Alimentado por este amor pela arte de forma amadora, ele carrega um fardo simbólico por ter o mesmo nome da cidade e ser testemunha ocular de outras rotinas, e assim como a própria não tão animadoras, mas ainda sim mantendo suas importâncias, como a conversa de crianças e suas aventuras escolares passando por adolescente em processo de amadurecimento político e adultos com suas aventuras extraconjugais nem sempre verídicas. Indivíduos que Paterson também encontra dentro de sua própria rotina pós trabalho (resumida a ida ao bar acompanhado com seu cão), que servem como importantes peças dentro do contexto. Como o cantor iniciante de Rap, o rapaz (Harper) com seu amor não correspondido da amada (Harmon) e o dono do bar viciado em jogos de xadrez, onde tudo ainda acaba servindo não somente para engrandecer aquele cenário, como também um alivio cômico, sutil e delicado.
Em Paterson, Jim Jarmusch é capaz de enaltecer estes momentos existencialistas do dia a dia através do estudo de seus personagens, ao mesmo tempo, mantendo tal cenário numa marcha contemplativa, mas sem que se repita em sua essência – ou cansando – e até mesmo conseguir esticar os fatos para sentirmos algum receio pela integridade dos personagens (mas que no fim acabam retornando para o ponto inicial, como um ciclo mecanicamente repetitivo e decepcionante). Como o fato, entre seus poemas repetidos quase como uma mantra, Paterson sempre insinuar certa instabilidade “como fósforos que bastam um atrito para explodirem” ou quando um personagem aparentemente irá cometer um ato trágico somente percebemos que seria impossível levar a frente por não fazer parte daquela natureza.
A direção exalta o contexto soturno também através dos lugares em que vivem os personagens. Tirando as ruas em que Paterson atravessa com seu ônibus, o restante dos locais são bucólicos como a empresa em que trabalha o protagonista. Um local a esmo, vazio e pouco movimentado, onde temos somente a presença do supervisor interpretado por Rizwan Manji (como não poderia de ser, um personagem personificando melancolia e resignação involuntária). E claro não poderia deixa de comentar o trabalho do design de produção ao transformar a residência de Paterson e Laura (Farahani) como um elemento influenciador de suas personalidades, principalmente dela . Devido a sua condição de não conseguir manter um foco, a esposa é uma figura presa ainda mais naquela rotina, onde a fixação por atividades desconexas, em ser uma cozinheira ou uma cantora de country, são exaltadas nas figuras geométricas presente em toda a casa e pela cores escuras ao ponto de soar quase como um transtorno, uma depressão. Como também é interessante o uso do Plongee (característico do diretor) sempre no início de cada dia da vida de Paterson, cujo detalhe é cada vez que passam os dias, personificarmos ainda a ligação do casal. Ratificando por cada vez em que surja a cena do casal acordando , reparamos Laura cada vez mais próxima de Paterson, ao ponto do último dia, ao não acordar ao seu lado, seja justamente o dia de uma nova etapa em sua vida e do casal em si.

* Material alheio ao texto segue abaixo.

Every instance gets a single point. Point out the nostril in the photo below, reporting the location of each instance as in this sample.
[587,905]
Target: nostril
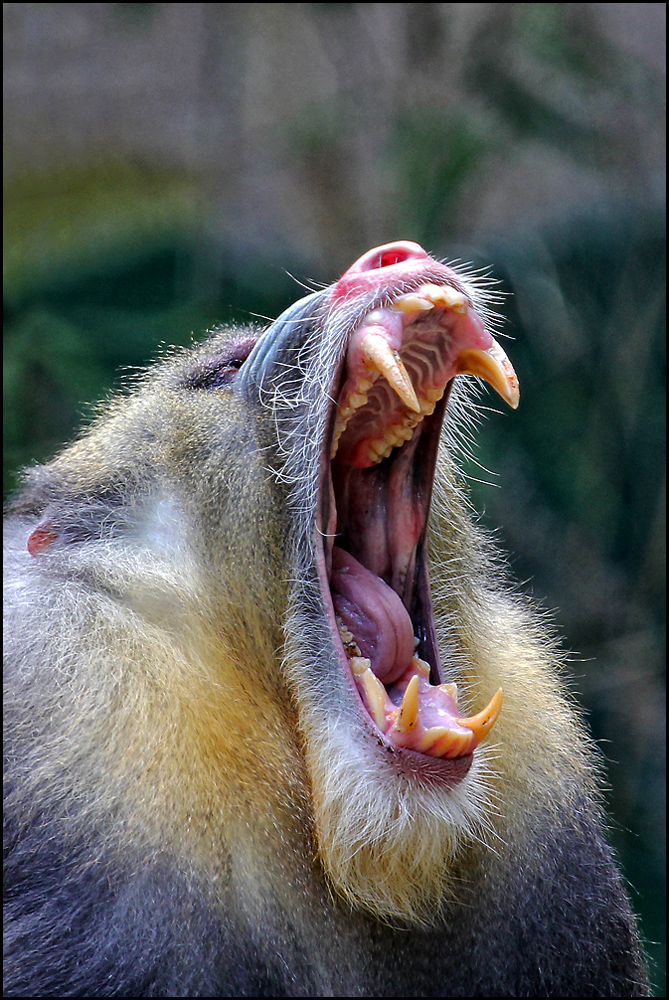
[387,255]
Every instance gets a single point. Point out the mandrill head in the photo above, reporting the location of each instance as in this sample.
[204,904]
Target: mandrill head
[325,654]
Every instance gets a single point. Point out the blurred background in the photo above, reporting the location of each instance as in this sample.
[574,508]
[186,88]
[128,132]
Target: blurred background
[169,166]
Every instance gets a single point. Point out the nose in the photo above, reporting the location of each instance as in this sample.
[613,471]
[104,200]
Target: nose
[386,255]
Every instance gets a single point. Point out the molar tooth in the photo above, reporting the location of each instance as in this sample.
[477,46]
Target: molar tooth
[408,713]
[379,356]
[494,366]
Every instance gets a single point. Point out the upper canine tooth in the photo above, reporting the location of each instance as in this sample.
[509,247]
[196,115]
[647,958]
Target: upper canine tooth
[408,713]
[481,723]
[412,303]
[494,366]
[444,295]
[379,356]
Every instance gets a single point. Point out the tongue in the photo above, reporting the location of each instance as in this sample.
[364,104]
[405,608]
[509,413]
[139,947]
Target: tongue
[374,614]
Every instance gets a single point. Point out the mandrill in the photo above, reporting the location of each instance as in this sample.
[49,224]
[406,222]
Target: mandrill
[256,652]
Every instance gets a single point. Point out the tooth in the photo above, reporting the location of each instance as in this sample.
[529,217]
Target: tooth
[359,664]
[452,745]
[422,666]
[412,303]
[445,295]
[375,696]
[379,355]
[481,723]
[494,366]
[430,737]
[408,714]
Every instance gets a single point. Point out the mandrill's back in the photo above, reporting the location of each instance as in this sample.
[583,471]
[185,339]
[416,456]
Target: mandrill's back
[275,725]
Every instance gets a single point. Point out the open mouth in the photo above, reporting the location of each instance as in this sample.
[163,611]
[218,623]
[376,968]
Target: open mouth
[395,379]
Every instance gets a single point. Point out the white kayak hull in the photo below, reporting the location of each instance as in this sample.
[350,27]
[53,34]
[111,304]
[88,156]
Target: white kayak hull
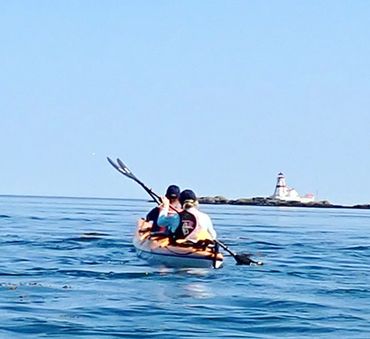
[158,252]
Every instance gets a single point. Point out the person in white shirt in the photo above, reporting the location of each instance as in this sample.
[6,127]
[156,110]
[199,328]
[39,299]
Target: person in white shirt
[190,224]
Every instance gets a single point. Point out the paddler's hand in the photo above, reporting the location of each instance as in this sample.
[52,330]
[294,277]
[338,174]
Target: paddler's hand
[165,203]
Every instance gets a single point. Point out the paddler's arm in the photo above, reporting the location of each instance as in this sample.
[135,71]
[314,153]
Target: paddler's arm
[170,222]
[208,223]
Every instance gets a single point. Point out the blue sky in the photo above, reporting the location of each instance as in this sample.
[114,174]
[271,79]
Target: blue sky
[217,96]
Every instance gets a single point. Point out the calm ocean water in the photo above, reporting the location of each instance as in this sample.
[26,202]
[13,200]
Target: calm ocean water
[68,269]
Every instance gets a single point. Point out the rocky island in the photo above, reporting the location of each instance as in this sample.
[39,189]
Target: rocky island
[282,196]
[262,201]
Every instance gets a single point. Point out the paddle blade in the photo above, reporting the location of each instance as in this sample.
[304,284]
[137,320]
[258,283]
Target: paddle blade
[244,259]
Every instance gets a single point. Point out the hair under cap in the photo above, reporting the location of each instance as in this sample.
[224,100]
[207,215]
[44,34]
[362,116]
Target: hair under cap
[173,192]
[187,195]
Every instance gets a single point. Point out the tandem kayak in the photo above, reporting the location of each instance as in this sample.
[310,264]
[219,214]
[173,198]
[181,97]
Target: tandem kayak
[157,250]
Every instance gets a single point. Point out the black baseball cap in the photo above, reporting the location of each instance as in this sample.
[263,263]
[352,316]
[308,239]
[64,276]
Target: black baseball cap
[187,195]
[173,192]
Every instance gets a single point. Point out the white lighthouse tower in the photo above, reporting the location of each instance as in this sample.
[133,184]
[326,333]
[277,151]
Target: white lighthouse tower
[283,192]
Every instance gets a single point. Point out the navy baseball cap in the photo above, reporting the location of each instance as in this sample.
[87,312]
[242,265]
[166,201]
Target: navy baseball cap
[173,192]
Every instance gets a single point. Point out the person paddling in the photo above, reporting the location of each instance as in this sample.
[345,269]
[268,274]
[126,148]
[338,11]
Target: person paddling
[190,224]
[172,197]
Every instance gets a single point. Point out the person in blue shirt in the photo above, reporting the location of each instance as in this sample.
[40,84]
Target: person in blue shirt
[172,197]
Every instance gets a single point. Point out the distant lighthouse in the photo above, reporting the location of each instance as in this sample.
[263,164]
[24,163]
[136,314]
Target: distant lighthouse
[281,189]
[283,192]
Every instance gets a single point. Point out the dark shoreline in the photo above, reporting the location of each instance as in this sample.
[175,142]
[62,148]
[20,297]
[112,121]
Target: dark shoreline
[259,201]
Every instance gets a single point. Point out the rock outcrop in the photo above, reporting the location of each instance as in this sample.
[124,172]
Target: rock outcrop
[261,201]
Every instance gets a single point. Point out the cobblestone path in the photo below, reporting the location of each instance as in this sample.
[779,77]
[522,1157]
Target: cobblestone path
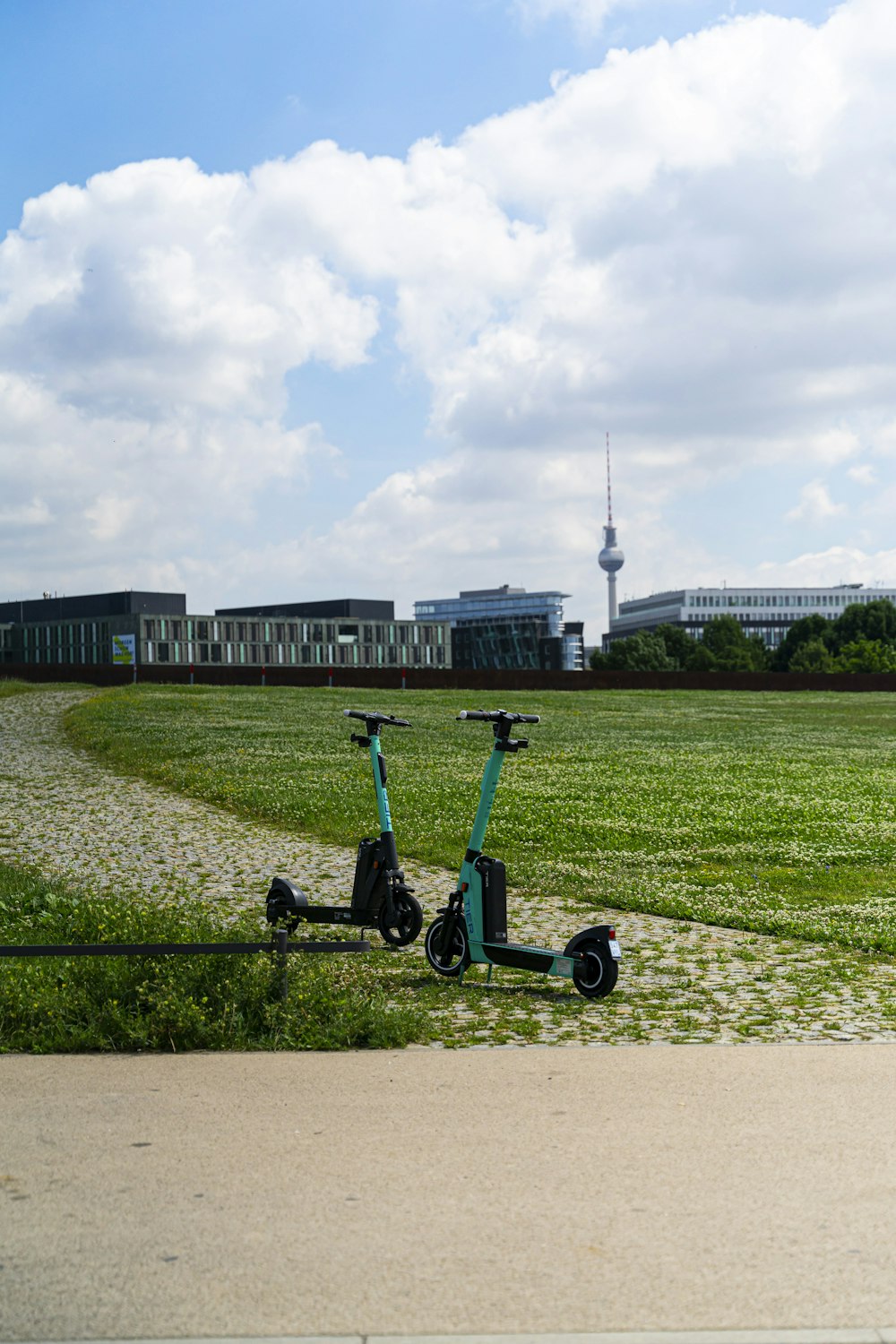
[66,814]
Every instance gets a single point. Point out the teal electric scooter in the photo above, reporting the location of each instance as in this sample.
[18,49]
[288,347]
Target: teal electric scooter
[473,926]
[379,894]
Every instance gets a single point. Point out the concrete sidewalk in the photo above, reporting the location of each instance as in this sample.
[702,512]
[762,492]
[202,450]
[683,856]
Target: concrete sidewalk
[432,1193]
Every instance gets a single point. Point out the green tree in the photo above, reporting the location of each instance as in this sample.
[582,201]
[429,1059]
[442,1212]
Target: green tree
[731,648]
[866,656]
[641,652]
[864,621]
[680,645]
[810,629]
[812,656]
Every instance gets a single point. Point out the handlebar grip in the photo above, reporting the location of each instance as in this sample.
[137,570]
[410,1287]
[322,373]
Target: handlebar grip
[375,717]
[498,715]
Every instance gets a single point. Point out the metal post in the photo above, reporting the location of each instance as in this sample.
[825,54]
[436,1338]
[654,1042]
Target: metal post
[282,956]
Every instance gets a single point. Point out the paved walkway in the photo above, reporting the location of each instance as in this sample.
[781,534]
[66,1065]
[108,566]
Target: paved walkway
[678,983]
[447,1193]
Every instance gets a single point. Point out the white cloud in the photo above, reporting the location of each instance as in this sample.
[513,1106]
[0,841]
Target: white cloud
[815,504]
[691,246]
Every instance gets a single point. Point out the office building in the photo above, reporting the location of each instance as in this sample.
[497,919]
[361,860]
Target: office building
[508,628]
[767,612]
[155,628]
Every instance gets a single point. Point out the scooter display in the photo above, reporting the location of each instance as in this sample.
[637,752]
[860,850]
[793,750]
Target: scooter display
[473,926]
[381,897]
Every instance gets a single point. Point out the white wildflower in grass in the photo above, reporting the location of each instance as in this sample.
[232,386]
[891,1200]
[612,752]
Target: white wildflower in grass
[766,812]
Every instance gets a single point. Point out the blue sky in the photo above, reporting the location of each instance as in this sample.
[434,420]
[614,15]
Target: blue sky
[271,367]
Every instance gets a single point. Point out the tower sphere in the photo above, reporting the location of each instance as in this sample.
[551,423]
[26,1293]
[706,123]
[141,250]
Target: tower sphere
[611,559]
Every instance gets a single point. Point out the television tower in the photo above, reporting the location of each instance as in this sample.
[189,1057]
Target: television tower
[610,558]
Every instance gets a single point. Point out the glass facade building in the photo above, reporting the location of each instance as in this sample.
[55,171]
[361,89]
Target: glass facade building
[508,628]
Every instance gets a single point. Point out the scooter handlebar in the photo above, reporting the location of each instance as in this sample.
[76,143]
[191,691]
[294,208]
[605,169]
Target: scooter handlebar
[498,717]
[376,718]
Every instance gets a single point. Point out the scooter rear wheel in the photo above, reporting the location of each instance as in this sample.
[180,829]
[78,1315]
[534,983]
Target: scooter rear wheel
[595,976]
[409,919]
[454,959]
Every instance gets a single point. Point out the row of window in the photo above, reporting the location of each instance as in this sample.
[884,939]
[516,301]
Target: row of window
[271,655]
[780,599]
[288,632]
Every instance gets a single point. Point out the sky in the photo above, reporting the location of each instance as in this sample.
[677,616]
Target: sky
[306,300]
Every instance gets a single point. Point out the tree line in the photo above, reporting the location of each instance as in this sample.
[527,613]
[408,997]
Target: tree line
[861,639]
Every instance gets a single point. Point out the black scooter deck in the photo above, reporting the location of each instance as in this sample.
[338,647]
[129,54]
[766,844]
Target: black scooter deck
[519,956]
[338,914]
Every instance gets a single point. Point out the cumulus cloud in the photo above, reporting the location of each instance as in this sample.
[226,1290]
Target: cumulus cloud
[691,245]
[814,504]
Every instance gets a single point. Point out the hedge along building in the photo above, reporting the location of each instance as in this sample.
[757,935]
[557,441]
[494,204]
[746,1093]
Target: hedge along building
[155,628]
[764,612]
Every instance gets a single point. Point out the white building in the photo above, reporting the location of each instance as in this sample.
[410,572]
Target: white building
[766,612]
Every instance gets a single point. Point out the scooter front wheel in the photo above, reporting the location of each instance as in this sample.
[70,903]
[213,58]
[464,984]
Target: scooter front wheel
[455,957]
[595,976]
[408,922]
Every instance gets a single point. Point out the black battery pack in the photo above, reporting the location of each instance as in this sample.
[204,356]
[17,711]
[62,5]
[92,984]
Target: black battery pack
[493,876]
[368,889]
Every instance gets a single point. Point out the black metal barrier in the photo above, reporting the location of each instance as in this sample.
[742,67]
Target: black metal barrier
[279,946]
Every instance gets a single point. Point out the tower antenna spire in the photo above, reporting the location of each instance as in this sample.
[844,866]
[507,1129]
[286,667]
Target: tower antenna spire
[610,558]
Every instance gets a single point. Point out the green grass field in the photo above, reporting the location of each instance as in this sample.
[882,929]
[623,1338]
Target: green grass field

Sem deixar de contemplar seus elementos por um segundo Paterson também é uma ode ao acaso e acidentes do destino com pessoas comuns em busca de seus sonhos mesmo que jamais tenham alguma oportunidade para expor. E, apesar de tudo, sempre devemos recomeçar quando uma página em branco de um livro surja em nossa vida de maneira inesperada. Acreditando ou não, você prefere ser um peixe ou uma mula?